How immigrants are redefining 'American' in Southern California

Five key things to know about the birthright citizenship debate

In recent months, the discussion over whether the United States should deny citizenship to children born to undocumented immigrants has moved from the fringes of the immigration debate to center stage.

Emboldened by a recession-era political climate and the legislative victory of Arizona's stringent SB 1070 anti-illegal immigration law, which has inspired multiple spinoffs even as parts of it remain hung up in court, federal and state conservative legislators have introduced a spate of proposals in the past month aimed at ending the longstanding U.S. policy of automatic citizenship at birth.

These measures seek to change how U.S. citizenship is defined under the 14th Amendment of the Constitution, either by amendment or reinterpretation. Here is how Section 1 of the amendment reads:

All persons born or naturalized in the United States, and subject to the jurisdiction thereof, are citizens of the United States and of the state wherein they reside. No state shall make or enforce any law which shall abridge the privileges or immunities of citizens of the United States; nor shall any state deprive any person of life, liberty, or property, without due process of law; nor deny to any person within its jurisdiction the equal protection of the laws.

Measures proposed far include a Senate resolution that calls for a straightforward constitutional amendment; a House bill that would amend the Immigration and Nationality Act to limit citizenship at birth; and anti-birthright citizenship bills introduced in three states, including four bills introduced last week in Arizona that seek to define who is a citizen of the state, and differentiate between children of undocumented immigrants and other infants on state-issued birth certificates. The ultimate goal of the state bills' proponents is to force a Supreme Court review of the 14th Amendment.

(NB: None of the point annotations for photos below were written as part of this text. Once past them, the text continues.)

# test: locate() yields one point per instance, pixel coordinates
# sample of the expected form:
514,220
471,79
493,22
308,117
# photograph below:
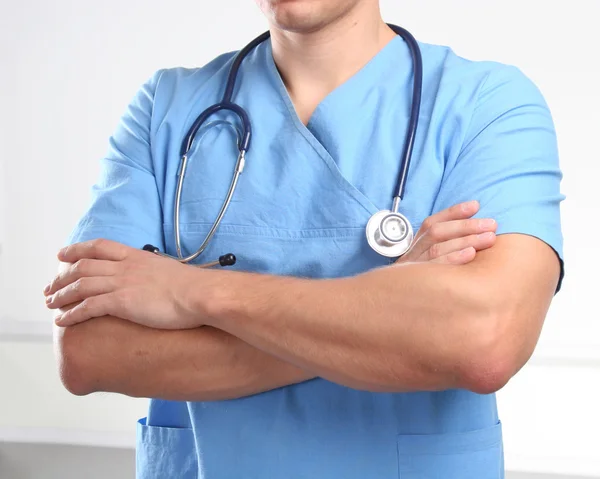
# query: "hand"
107,278
452,236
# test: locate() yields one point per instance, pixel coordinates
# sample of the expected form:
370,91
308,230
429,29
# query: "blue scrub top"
300,209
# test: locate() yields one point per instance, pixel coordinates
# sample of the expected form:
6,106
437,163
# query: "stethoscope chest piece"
389,234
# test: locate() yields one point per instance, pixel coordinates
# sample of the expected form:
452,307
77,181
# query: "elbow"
70,356
492,357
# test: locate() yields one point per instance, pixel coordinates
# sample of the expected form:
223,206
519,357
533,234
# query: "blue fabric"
301,208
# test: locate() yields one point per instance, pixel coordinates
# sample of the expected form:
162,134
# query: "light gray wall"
25,461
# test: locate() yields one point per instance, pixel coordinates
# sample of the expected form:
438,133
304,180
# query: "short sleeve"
125,204
509,161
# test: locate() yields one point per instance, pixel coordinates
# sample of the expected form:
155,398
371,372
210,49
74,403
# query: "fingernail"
487,223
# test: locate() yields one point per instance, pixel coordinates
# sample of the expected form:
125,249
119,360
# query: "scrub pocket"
470,455
165,453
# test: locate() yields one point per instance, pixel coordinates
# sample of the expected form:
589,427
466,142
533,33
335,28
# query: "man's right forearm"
112,355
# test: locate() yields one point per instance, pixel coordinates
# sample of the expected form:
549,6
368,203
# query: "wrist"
208,294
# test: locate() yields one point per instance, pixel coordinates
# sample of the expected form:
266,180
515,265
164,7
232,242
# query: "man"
314,357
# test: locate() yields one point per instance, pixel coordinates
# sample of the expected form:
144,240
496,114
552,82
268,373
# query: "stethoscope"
389,232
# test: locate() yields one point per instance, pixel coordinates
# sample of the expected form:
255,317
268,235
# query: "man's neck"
314,64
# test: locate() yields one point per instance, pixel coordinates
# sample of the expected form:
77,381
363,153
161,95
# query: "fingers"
80,290
94,307
81,269
449,230
428,245
457,251
456,212
95,249
458,257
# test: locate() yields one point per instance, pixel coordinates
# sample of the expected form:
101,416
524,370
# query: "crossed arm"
412,326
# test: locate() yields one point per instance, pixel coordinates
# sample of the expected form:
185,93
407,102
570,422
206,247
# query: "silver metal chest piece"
389,234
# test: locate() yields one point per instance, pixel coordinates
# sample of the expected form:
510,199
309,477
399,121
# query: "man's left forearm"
402,328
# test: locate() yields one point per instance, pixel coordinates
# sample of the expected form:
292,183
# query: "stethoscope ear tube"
228,259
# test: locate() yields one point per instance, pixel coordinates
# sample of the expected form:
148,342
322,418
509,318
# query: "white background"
69,68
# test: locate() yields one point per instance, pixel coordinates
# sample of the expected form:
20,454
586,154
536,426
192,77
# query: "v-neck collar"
359,82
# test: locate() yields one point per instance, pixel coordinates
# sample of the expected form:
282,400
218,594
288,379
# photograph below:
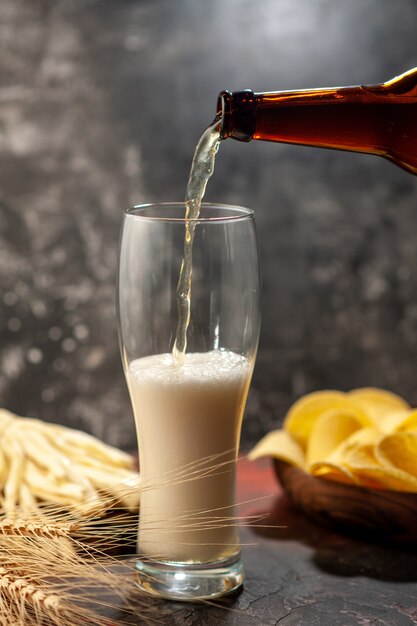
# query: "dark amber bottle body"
377,119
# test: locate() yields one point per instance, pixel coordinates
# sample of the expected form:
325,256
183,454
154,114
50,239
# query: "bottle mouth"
224,108
237,114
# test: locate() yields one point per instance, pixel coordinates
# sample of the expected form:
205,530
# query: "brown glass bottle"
377,119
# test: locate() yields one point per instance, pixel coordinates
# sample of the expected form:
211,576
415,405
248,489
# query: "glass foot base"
182,581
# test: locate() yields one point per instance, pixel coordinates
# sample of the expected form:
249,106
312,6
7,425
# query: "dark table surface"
301,574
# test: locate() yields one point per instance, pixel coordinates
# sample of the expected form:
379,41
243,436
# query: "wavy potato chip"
332,428
378,477
304,412
332,471
358,450
280,445
365,437
399,450
378,403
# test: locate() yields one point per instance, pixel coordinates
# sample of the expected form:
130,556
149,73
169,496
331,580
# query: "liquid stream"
201,169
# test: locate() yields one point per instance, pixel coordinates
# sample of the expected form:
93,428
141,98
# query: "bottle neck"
237,112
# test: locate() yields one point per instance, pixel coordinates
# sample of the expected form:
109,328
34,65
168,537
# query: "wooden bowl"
391,515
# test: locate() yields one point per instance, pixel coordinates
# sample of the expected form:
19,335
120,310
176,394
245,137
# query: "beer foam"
213,367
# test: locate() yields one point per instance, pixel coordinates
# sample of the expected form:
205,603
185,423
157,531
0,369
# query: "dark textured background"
101,105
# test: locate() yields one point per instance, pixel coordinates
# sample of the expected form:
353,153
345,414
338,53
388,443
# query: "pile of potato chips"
365,437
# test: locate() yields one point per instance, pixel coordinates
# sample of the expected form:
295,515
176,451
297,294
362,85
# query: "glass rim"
237,213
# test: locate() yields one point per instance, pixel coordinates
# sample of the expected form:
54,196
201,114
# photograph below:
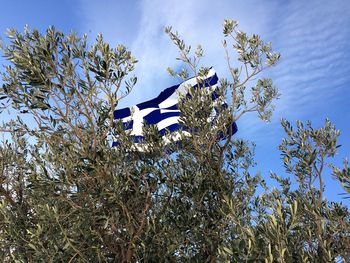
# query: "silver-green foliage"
67,196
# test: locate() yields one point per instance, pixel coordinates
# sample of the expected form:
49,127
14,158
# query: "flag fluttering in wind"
163,111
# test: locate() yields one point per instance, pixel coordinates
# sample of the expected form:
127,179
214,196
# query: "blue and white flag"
163,111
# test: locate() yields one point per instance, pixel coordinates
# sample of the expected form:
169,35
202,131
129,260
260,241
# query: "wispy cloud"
312,37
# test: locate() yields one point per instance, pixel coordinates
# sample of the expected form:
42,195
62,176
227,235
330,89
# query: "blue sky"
313,37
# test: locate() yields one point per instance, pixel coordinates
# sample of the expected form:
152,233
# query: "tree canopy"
67,196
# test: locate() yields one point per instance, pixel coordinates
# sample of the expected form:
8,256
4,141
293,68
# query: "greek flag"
162,111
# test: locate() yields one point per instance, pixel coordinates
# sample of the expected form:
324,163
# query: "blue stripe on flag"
163,110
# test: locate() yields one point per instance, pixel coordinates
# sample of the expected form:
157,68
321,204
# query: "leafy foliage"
67,196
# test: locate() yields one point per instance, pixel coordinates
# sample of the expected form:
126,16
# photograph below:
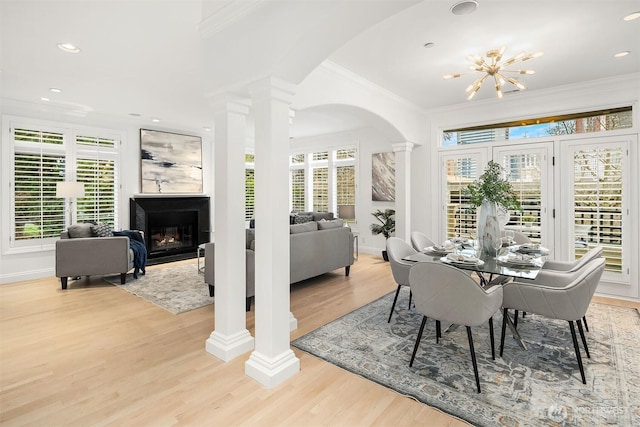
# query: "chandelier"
494,66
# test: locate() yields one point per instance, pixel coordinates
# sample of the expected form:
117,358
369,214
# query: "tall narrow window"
320,189
460,215
249,187
95,167
298,190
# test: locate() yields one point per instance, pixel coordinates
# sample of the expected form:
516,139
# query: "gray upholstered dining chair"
447,294
396,250
556,295
420,241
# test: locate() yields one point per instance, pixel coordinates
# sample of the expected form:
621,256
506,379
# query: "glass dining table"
512,262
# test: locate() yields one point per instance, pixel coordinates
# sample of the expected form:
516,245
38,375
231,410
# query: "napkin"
462,258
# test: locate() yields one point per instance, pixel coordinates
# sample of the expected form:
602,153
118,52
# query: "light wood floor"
96,355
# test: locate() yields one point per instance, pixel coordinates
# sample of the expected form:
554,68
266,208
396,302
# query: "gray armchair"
562,295
447,294
398,249
92,256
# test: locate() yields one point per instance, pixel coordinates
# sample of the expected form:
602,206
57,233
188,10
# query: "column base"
228,347
271,372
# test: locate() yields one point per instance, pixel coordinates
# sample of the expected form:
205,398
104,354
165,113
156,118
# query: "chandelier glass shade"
494,67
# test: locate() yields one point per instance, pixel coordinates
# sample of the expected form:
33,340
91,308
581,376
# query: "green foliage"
493,187
387,222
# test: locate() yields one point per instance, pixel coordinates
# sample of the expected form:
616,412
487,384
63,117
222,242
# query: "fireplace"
173,226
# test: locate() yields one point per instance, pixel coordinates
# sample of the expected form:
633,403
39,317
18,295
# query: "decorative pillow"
334,223
303,228
302,218
76,231
318,216
102,229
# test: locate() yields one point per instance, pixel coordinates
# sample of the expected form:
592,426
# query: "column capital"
403,146
272,88
227,103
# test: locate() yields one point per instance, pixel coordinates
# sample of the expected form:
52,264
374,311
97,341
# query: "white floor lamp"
70,190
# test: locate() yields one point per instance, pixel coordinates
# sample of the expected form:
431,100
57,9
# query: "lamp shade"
346,211
69,189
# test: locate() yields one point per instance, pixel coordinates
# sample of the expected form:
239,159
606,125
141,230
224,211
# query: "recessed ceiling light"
632,16
463,7
68,47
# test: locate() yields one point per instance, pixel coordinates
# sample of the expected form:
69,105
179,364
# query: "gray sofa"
80,253
316,247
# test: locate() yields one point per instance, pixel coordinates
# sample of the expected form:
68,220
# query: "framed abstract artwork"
383,177
170,163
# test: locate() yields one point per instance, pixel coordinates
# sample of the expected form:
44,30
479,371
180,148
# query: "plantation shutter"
298,190
39,162
249,183
96,168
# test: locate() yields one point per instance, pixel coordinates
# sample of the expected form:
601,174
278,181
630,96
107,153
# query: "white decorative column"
230,337
403,189
272,361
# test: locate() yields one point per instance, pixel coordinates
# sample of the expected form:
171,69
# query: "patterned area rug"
534,387
176,288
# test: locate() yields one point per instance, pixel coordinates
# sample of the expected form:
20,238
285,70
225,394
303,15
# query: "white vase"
488,227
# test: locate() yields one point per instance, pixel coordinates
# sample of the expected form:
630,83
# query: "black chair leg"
473,357
577,349
493,347
415,347
584,340
394,303
505,313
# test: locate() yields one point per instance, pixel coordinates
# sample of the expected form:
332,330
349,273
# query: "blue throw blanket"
137,245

More bills are expected to be filed, at least at the state level, where a coalition of like-minded legislators is leading a coordinated effort. As the debate heats up, here are a few key things to know:

  • The 14th Amendment has a long and complex history. Ratified in 1868, it was one of three changes to the Constitution during and after the Civil War era known as the Reconstruction Amendments. The 13th abolished slavery, the 15th prohibited the states from denying the vote to anyone based solely on race. Among other things, the 14th reversed a decision made by the Supreme Court more than a decade earlier in Dred Scott v. Sandford, which had held that people of African descent, at the time still enslaved, could not be U.S. citizens.

  • The chief argument of anti-birthright citizenship advocates hinges on the phrase "subject to the jurisdiction" in the first line of the 14th Amendment, which proponents of ending birthright citizenship believe should be reinterpreted to exclude undocumented immigrants and their children. The unorthodox state approach, which relies on bills intended to land states approving them as law in federal court, leans heavily on this argument. Legal experts see proposals such as a constitutional amendment facing long odds, but some believe the state bills could at least land before a judge.

  • The state bills are part of a larger effort by a group called State Legislators for Legal Immigration, a coalition led by Republican Pennsylvania Rep. Daryl Metcalfe and that is associated with the controversial immigration-restriction group Federation for American Immigration Reform. The bills introduced at the state level so far are based on a blanket piece of model legislation, drafted by attorneys working for the group, that was unveiled in early January.

  • Birthright citizenship, otherwise known as jus soli (Latin for "right of the soil") citizenship, is the norm in North, Central and South America. Outside the onetime New World, however, straightforward jus soli policies are rare. The norm in Europe, Asia and in much of Africa and elsewhere is some form of jus sanguinis (Latin for “right of blood”) citizenship, typically granted to children born to a national of that country. Policies vary widely country by country, and several nations have modified their laws in recent decades, among them Australia, France, Germany, and the United Kingdom.

  • The Supreme Court has decided on birthright citizenship before. A landmark case that set the precedent for how U.S. citizenship began in 1895, after a young San Francisco-born man named Wong Kim Ark was denied re-entry after returning from a trip to China to visit his parents, immigrants who had moved back there to live. At the time, Chinese immigrants had been barred from naturalizing by the Chinese Exclusion Act of 1882, and the vast majority were denied entry. Wong challenged the federal government on the grounds that he was an American-born U.S. citizen. In 1898, the Supreme Court decided in his favor, citing the 14th Amendment in the decision.

Some anti-birthright citizenship advocates have suggested that the policy helps drive illegal immigration, providing an incentive for undocumented immigrants to have children on U.S. soil. However, the results of a Pew Hispanic Center study released earlier this week found that more than 90 percent of the undocumented parents who had babies in the United States over a one-year period ending last March had been here several years already.